Ein lautes Platschen, eine Schimpfkanonade. Der dicke Ian ist über Bord gegangen. Jetzt steht er mitten im seichten Fluss und schöpft mit einer Tasse das Wasser aus dem gekenterten Kanu. Die anderen lachen. Die erste Stromschnelle war völlig harmlos, kaum 500 Meter sind zurückgelegt.

Folgt man dem Lauf des Orange River, sind es vom namibischen Noordoewer an der Grenze zu Südafrika bis nach Oranjemund an der Atlantikküste rund 250 Kilometer. Knapp die Hälfte davon liegt vor der fünfköpfigen Gruppe – im Kanu macht das vier Tage. Der 1860 Ki­lometer lange Strom ist eine be­liebte Anfängerstrecke für Kanuten, vor allem das letzte Viertel, das durch den Richtersfeld Nationalpark führt und die Grenze zwischen Namibia und Südafrika markiert.

Die Kühlbox und drei kleine Plastiktonnen sind auf die drei Mohwak-Kanus verteilt. Die Strömung ist kaum wahrzunehmen, Armarbeit ist gefragt. Auf weiten Strecken ist der Oranje kaum einen Meter tief. In den Drakensbergen in Lesotho entspringt er, vereint sich mit dem Vaal und zieht weiter zum Atlantik. Das Mündungsgebiet bei Oranjemund gilt als reichstes Diamantenfeld der Welt. Bis zu den spektakulären Funden 1928 war der äußerste Süden Namibias, der einstigen deutschen Kolonie, ein fast menschenleerer Halbwüstenfleck auf der Landkarte.

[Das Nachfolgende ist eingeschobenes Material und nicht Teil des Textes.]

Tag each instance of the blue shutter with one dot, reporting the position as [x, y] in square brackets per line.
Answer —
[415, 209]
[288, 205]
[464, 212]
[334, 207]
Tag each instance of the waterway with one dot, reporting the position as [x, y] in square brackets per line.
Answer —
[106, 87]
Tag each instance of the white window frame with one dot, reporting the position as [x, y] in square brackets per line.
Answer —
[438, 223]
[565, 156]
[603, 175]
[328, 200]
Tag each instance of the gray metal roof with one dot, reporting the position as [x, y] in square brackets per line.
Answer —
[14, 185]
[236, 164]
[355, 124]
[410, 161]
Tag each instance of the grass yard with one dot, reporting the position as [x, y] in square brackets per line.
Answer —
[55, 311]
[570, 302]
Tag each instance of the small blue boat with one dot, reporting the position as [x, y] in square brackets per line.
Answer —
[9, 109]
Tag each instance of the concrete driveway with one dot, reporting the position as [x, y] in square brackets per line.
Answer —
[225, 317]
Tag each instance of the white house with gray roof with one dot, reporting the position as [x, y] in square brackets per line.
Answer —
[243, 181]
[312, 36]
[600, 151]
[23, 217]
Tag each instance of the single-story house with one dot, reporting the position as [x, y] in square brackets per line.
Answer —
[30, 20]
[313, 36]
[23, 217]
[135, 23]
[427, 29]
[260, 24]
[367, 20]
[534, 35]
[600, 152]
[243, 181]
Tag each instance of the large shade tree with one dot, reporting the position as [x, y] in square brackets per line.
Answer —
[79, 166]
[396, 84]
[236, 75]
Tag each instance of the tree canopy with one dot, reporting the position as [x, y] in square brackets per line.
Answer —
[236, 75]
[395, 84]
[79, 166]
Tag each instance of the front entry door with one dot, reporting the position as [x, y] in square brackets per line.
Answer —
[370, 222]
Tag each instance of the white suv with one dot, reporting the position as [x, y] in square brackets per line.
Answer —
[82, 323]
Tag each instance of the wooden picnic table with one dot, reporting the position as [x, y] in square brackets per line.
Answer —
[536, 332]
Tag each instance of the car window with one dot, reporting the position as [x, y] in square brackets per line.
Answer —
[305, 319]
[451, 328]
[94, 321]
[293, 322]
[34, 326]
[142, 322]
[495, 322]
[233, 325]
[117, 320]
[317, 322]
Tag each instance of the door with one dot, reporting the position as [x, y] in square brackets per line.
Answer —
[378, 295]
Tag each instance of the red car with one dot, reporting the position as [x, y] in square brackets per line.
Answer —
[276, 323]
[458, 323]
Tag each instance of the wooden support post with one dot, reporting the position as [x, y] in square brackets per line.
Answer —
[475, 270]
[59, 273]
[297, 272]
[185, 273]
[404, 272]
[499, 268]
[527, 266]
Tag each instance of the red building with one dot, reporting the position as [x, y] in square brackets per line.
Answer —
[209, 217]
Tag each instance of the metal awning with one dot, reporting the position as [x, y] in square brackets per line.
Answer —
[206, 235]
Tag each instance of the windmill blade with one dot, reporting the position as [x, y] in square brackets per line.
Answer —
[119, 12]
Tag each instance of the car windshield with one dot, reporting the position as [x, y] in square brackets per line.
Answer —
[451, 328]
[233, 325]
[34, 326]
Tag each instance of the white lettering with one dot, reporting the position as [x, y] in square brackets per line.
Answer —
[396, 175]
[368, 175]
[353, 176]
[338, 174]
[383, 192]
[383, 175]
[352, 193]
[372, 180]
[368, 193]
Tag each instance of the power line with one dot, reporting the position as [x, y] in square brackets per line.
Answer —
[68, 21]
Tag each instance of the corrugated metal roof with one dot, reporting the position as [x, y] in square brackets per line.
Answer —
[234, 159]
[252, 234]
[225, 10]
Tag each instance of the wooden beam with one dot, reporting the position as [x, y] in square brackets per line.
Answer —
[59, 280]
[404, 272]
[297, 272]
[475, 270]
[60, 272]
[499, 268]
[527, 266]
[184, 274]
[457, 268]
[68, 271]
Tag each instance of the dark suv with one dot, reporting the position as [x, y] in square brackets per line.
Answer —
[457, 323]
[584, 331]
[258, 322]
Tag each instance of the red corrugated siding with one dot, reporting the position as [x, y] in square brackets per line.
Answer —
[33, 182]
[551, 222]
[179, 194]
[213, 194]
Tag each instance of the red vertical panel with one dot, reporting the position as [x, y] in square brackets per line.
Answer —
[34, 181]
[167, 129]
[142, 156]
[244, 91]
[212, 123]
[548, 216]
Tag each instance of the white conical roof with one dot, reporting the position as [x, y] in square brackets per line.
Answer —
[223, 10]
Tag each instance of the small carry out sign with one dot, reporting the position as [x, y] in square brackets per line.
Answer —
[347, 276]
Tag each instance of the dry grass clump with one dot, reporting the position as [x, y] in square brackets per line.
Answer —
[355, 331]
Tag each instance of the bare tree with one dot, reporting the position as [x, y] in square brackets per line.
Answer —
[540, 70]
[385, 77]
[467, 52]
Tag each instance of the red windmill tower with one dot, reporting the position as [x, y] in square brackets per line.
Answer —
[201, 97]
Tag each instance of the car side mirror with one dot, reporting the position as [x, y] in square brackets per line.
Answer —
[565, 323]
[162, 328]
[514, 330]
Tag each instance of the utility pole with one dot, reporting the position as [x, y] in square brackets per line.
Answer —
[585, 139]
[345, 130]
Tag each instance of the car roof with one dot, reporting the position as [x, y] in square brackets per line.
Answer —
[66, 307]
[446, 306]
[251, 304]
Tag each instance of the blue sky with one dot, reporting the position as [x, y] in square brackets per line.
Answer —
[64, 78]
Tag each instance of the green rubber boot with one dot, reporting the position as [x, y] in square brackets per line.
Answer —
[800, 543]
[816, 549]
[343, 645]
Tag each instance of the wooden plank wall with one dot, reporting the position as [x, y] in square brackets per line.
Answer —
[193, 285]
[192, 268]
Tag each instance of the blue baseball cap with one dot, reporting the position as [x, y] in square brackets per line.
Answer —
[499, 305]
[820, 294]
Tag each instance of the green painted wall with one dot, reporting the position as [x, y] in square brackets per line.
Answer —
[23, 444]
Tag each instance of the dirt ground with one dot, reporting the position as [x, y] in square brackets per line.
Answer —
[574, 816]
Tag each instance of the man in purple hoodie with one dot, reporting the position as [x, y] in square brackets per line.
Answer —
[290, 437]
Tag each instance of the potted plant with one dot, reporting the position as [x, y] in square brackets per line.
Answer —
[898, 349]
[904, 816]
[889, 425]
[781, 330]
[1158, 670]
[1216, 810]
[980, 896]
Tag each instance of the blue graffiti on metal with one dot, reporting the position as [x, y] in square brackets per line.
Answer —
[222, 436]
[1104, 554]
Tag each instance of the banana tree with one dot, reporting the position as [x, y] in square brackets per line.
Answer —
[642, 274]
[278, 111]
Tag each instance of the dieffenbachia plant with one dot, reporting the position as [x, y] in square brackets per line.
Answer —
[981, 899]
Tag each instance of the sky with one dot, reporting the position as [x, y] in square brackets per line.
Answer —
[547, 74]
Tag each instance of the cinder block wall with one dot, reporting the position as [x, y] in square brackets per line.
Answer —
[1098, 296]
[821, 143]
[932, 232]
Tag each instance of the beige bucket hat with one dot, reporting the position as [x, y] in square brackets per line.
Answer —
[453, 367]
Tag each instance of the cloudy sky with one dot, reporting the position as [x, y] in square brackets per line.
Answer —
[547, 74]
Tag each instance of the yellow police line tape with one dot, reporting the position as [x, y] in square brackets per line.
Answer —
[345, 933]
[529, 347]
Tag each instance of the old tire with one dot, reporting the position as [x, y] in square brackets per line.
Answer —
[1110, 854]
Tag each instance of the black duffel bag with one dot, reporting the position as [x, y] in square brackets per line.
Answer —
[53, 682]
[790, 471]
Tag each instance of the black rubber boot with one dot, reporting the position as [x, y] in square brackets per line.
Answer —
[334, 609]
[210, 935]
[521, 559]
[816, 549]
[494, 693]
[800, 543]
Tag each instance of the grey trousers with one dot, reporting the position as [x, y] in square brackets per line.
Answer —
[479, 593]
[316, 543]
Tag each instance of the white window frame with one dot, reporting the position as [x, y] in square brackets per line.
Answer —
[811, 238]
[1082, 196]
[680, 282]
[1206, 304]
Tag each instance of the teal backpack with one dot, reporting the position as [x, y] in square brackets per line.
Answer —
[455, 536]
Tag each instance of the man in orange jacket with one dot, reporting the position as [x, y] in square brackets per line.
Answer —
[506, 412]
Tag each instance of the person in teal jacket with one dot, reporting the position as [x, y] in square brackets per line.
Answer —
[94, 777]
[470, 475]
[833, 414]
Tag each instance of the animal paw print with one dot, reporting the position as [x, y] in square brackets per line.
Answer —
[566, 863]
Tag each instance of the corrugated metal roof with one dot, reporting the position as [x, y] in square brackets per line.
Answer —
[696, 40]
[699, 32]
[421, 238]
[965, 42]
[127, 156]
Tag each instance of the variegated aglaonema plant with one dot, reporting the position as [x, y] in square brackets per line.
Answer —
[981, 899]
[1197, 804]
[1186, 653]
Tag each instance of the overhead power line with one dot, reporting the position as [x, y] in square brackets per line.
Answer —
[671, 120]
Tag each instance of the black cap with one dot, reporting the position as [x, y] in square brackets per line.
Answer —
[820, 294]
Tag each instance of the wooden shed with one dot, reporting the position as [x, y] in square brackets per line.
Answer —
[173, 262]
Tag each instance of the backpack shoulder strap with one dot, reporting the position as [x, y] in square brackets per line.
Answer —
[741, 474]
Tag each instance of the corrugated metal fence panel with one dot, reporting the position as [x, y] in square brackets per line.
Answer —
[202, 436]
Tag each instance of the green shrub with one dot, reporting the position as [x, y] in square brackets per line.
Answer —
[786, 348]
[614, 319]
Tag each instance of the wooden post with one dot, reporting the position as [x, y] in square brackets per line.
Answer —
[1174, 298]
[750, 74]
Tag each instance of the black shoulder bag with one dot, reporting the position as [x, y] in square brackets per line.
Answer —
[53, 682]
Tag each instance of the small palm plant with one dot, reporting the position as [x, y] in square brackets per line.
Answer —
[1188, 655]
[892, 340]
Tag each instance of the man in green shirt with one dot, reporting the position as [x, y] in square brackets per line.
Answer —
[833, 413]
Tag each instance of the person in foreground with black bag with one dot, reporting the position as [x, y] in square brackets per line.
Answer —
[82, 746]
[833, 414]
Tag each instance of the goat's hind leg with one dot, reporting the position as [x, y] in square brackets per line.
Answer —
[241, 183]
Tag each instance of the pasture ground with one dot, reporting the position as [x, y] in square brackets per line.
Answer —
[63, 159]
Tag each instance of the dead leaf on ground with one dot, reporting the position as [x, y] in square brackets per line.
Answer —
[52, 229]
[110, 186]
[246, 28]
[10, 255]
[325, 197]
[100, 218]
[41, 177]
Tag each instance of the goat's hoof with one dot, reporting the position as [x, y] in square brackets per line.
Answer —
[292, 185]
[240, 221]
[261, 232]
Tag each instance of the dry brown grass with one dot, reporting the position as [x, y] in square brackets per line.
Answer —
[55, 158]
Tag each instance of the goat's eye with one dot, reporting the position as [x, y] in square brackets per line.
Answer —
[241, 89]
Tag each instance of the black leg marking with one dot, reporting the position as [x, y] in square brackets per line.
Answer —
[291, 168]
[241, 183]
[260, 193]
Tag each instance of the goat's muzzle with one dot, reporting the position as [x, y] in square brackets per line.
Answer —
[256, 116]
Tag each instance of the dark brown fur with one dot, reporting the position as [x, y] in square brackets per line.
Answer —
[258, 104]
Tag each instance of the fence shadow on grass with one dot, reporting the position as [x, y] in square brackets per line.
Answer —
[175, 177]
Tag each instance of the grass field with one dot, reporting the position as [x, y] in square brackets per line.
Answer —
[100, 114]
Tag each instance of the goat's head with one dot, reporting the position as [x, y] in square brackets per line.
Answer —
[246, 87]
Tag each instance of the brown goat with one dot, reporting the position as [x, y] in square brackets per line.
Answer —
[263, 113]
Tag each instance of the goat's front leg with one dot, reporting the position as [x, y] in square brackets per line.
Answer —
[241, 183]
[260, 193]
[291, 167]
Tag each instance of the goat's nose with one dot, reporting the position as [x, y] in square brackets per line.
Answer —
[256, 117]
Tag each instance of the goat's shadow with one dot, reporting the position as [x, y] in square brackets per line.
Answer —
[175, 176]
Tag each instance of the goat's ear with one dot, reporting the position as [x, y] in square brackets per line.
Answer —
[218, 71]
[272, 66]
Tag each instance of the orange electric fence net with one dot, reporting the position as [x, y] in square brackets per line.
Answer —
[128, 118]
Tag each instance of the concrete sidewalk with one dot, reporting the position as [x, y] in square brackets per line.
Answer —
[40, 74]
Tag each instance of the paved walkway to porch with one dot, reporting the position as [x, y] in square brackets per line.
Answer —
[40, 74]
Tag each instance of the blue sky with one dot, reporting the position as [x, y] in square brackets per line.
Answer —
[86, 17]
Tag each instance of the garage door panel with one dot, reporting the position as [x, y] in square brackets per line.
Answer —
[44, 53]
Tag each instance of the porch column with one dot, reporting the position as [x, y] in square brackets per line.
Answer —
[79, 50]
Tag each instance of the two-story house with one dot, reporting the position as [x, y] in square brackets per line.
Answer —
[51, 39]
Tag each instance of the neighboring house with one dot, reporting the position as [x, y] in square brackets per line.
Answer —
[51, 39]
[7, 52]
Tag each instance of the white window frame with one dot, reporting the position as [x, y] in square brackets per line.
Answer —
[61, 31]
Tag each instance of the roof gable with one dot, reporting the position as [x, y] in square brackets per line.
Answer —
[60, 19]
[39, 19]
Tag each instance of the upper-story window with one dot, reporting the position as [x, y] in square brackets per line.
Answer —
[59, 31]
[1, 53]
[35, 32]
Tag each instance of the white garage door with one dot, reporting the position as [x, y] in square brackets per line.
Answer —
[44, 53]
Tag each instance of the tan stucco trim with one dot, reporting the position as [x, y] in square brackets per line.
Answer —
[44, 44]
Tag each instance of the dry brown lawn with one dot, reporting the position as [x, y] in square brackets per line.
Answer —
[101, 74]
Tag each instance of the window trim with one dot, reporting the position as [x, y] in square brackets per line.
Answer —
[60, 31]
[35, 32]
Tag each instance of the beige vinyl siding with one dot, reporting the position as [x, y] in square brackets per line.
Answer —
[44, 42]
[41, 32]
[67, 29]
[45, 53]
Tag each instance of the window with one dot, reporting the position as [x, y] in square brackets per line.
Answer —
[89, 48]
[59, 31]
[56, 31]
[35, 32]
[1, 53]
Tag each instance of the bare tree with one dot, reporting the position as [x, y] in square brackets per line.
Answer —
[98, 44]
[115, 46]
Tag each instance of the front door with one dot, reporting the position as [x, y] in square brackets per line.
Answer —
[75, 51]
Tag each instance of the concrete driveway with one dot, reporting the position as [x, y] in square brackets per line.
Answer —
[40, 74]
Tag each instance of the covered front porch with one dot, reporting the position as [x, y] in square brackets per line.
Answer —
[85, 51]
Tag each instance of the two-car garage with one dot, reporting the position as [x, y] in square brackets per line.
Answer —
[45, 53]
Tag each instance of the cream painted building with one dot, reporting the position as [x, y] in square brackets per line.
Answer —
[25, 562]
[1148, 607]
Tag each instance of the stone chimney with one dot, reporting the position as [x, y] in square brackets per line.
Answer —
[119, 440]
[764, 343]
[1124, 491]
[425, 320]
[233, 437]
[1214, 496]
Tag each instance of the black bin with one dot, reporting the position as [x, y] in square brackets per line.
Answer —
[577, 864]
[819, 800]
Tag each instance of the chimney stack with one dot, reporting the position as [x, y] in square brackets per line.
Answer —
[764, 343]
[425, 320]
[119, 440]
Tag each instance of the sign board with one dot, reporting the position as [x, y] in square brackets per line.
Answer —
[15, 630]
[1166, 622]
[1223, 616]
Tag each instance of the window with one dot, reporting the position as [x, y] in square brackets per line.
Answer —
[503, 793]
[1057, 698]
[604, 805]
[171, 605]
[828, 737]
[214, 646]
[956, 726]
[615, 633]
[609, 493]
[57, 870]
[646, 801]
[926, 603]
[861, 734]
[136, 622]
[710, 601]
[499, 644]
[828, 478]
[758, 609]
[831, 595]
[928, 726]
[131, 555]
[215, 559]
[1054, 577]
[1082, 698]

Einst lebten hier Buschmänner, die San, die den Oranje „Großen Fluss“ nannten. Weiße und Bantu-Völker drängten sie in die Kalahari-Wüste ab. Die meisten der noch 38000 Buschleute Na­mibias kämpfen im Re­servat „Buschmannland“ im Nordosten des Landes als Kleinbauern und Farmarbeiter um ihr Überleben. Nur wenige leben noch als Jäger und Sammler wie Steinzeitmenschen in der wasserarmen Trockensavanne.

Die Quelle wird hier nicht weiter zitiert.